The legislation to enlarge parliament loomed as an embarrassing defeat for the Labor government, but they turned the tables on the LNP with a surprise amendment that piggy-backed a return to compulsory preferential voting to the bill. Despite the total absence of a consultation process, or any prior indication that the government was considering such a move, the amendment won the required support from cross-benchers who recognised that their flow of preferences from major party voters would greatly increase if they were required to number every box.
The preference factor
Labor's enthusiasm for compulsory preferential voting, and willingness to wear the opprobrium for the underhanded means by which it was accomplished, arose from a desire to lock in preferences from the Greens. When required to number every box at federal elections, Greens voters in Queensland, as elsewhere, typically favour Labor over the Coalition by a ratio of four to one. However, voters generally, and Greens voters in particular, increasingly favoured numbering a single box later during Labor's previous time in office. According to Antony Green's calculations, Labor's share of Greens preferences fell to around 40% in 2009 and 2012, with 40% to 45% exhausting, before dramatically recovering to around 60% in 2015, with only 25% exhausting. This gave Labor's statewide two-party vote a boost of around 1%, and reducing the exhaustion rate to zero through compulsory preferences promised to repeat the dose.

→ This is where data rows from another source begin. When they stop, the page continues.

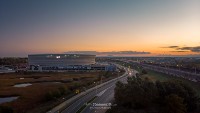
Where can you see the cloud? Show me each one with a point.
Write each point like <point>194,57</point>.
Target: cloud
<point>109,52</point>
<point>184,49</point>
<point>178,51</point>
<point>171,47</point>
<point>192,49</point>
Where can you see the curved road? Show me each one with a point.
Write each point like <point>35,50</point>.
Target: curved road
<point>104,96</point>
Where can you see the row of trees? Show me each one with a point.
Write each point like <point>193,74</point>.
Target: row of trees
<point>144,96</point>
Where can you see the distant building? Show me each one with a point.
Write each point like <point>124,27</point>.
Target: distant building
<point>65,62</point>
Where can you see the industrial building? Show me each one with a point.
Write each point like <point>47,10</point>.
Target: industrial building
<point>65,62</point>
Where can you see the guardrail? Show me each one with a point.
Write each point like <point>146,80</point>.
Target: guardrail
<point>63,105</point>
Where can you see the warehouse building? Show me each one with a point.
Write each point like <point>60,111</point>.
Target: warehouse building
<point>65,62</point>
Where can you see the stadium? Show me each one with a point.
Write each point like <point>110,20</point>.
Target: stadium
<point>65,62</point>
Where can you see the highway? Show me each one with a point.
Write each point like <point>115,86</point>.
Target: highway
<point>104,96</point>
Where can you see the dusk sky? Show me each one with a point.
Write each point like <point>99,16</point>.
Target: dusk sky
<point>133,27</point>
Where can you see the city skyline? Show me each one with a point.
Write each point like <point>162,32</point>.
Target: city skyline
<point>168,27</point>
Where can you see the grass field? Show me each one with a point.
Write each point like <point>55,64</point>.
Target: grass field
<point>33,96</point>
<point>153,75</point>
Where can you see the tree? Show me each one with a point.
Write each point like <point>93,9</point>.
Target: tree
<point>174,104</point>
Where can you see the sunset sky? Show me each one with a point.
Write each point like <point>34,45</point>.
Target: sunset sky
<point>153,27</point>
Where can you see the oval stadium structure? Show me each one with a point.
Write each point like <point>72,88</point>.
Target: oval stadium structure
<point>45,61</point>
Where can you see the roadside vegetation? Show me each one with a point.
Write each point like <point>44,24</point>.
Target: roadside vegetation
<point>48,89</point>
<point>142,95</point>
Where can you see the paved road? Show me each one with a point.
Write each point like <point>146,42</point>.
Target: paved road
<point>104,94</point>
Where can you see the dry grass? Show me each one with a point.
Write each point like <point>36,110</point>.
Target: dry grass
<point>32,96</point>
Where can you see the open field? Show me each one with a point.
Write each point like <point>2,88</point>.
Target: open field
<point>33,96</point>
<point>153,75</point>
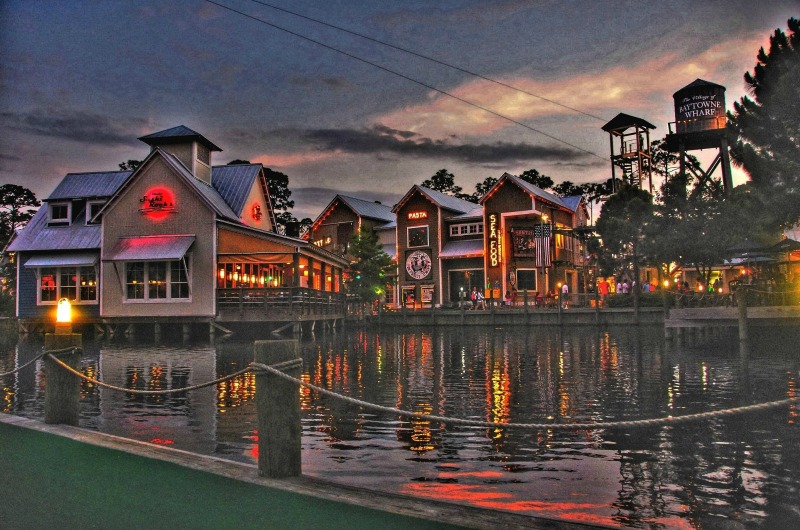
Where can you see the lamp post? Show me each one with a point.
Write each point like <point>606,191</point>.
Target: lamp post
<point>62,393</point>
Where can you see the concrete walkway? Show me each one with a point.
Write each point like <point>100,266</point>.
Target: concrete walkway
<point>70,478</point>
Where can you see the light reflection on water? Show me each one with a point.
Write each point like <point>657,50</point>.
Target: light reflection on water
<point>740,470</point>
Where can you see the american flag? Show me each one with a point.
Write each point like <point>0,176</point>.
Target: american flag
<point>542,235</point>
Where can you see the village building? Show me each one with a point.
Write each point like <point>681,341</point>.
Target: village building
<point>427,252</point>
<point>532,240</point>
<point>178,240</point>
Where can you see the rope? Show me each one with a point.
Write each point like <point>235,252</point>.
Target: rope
<point>148,392</point>
<point>62,350</point>
<point>297,363</point>
<point>534,426</point>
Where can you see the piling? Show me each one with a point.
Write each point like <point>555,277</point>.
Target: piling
<point>741,302</point>
<point>62,397</point>
<point>278,411</point>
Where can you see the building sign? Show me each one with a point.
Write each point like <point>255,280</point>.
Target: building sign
<point>256,212</point>
<point>523,243</point>
<point>418,264</point>
<point>157,203</point>
<point>495,240</point>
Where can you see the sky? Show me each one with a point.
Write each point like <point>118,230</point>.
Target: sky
<point>80,81</point>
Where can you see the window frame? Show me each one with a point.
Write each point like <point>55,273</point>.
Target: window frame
<point>148,289</point>
<point>59,289</point>
<point>427,236</point>
<point>59,221</point>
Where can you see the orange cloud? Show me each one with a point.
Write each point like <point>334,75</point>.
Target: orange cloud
<point>625,88</point>
<point>295,159</point>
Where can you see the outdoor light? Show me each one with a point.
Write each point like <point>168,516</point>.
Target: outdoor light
<point>63,317</point>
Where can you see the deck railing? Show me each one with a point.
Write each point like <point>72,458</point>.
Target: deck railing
<point>289,300</point>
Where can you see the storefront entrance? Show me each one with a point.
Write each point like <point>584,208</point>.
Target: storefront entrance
<point>464,280</point>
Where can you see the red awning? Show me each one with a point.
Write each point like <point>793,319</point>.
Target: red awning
<point>151,248</point>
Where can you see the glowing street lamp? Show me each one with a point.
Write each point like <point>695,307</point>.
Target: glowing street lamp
<point>63,317</point>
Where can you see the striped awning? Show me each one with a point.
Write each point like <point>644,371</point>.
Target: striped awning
<point>470,248</point>
<point>151,248</point>
<point>63,259</point>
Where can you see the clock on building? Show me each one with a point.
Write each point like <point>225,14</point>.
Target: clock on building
<point>418,264</point>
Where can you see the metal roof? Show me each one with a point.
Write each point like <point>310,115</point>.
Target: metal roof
<point>440,199</point>
<point>168,136</point>
<point>234,183</point>
<point>468,248</point>
<point>37,235</point>
<point>211,196</point>
<point>624,121</point>
<point>63,259</point>
<point>475,213</point>
<point>369,209</point>
<point>146,248</point>
<point>89,185</point>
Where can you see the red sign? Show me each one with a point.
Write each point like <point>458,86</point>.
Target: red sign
<point>157,203</point>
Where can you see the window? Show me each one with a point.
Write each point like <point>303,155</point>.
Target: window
<point>77,284</point>
<point>92,209</point>
<point>157,280</point>
<point>526,279</point>
<point>60,213</point>
<point>418,236</point>
<point>466,229</point>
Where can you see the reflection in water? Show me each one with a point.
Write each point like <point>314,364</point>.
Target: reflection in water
<point>743,468</point>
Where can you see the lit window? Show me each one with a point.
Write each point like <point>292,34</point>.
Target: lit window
<point>157,280</point>
<point>418,236</point>
<point>76,284</point>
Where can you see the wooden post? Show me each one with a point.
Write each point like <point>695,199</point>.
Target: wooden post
<point>741,302</point>
<point>278,411</point>
<point>62,396</point>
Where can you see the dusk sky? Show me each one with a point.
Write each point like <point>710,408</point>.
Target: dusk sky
<point>80,81</point>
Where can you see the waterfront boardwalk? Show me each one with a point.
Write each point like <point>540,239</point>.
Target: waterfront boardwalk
<point>65,477</point>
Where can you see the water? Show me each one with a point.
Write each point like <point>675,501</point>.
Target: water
<point>727,472</point>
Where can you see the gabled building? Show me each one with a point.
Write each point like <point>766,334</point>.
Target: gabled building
<point>427,253</point>
<point>530,238</point>
<point>172,242</point>
<point>345,216</point>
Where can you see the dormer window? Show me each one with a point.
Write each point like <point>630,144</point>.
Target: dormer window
<point>60,213</point>
<point>92,210</point>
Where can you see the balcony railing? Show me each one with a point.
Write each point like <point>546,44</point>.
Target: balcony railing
<point>299,301</point>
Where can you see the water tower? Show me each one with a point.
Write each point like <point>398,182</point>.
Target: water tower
<point>633,153</point>
<point>700,122</point>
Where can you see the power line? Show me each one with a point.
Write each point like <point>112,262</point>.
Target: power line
<point>394,72</point>
<point>429,58</point>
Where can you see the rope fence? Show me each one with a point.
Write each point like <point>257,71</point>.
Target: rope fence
<point>277,370</point>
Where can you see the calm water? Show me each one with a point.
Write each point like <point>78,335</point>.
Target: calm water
<point>734,472</point>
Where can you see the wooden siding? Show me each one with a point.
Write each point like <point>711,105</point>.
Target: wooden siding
<point>191,216</point>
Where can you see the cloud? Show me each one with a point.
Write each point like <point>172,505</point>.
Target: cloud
<point>77,126</point>
<point>382,140</point>
<point>630,87</point>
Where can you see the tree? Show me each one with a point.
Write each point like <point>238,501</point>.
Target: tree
<point>366,275</point>
<point>537,179</point>
<point>130,165</point>
<point>623,226</point>
<point>482,188</point>
<point>443,181</point>
<point>766,126</point>
<point>17,205</point>
<point>568,189</point>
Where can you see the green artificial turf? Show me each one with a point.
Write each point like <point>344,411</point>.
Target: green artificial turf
<point>51,482</point>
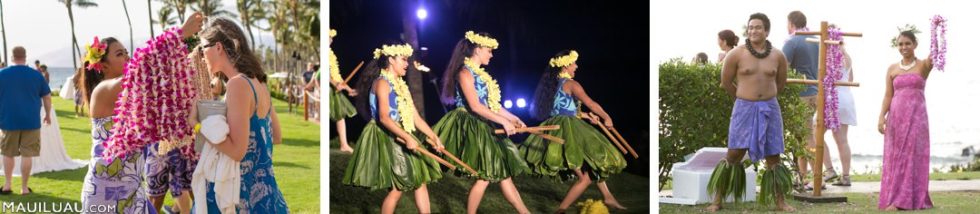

What Labor had not counted on was the comeback by One Nation the following year, which turned preference calculations on their head. During One Nation's first wave, optional preferential voting made a significant contribution to Peter Beattie's electoral supremacy by facilitating a splintering in the anti-Labor vote. Now there was the prospect that Hanson's party would reel in voters who had turned to Labor without enthusiasm in 2015, and deliver their votes to the LNP through a preference deal. Such a deal was clearly in prospect, with a view taking hold within conservative ranks that arrangements with Hanson were both necessary and defensible.
However, the preference narrative took another turn with the Western Australian state election in March 2017, at which a deal between Liberal and One Nation appeared to have disastrous consequences for both parties. Controversy surrounding the decision drowned out the Liberal campaign, contributing to a defeat that exceeded the party's worst expectations. For their part, One Nation became embroiled by infighting over the decision, which was bitterly criticised by a number of their candidates, and their election result failed to live up to the predictions of pre-campaign opinion polls.
Nonetheless, it did appear that around 60% of One Nation's preferences flowed to the Liberals, compared with around 50% in the small number of seats the party contested at the 2016 federal election. As polling confirmed the impression that One Nation was headed for strong performances in a number of regional seats on tight margins, Tim Nicholls refused to rule out a deal. However, it was now questionable whether One Nation were interested, given that Pauline Hanson herself said the Western Australian deal was a mistake, and intimated that the party was considering returning to its policy from the early 2000s of directing preferences against all sitting members.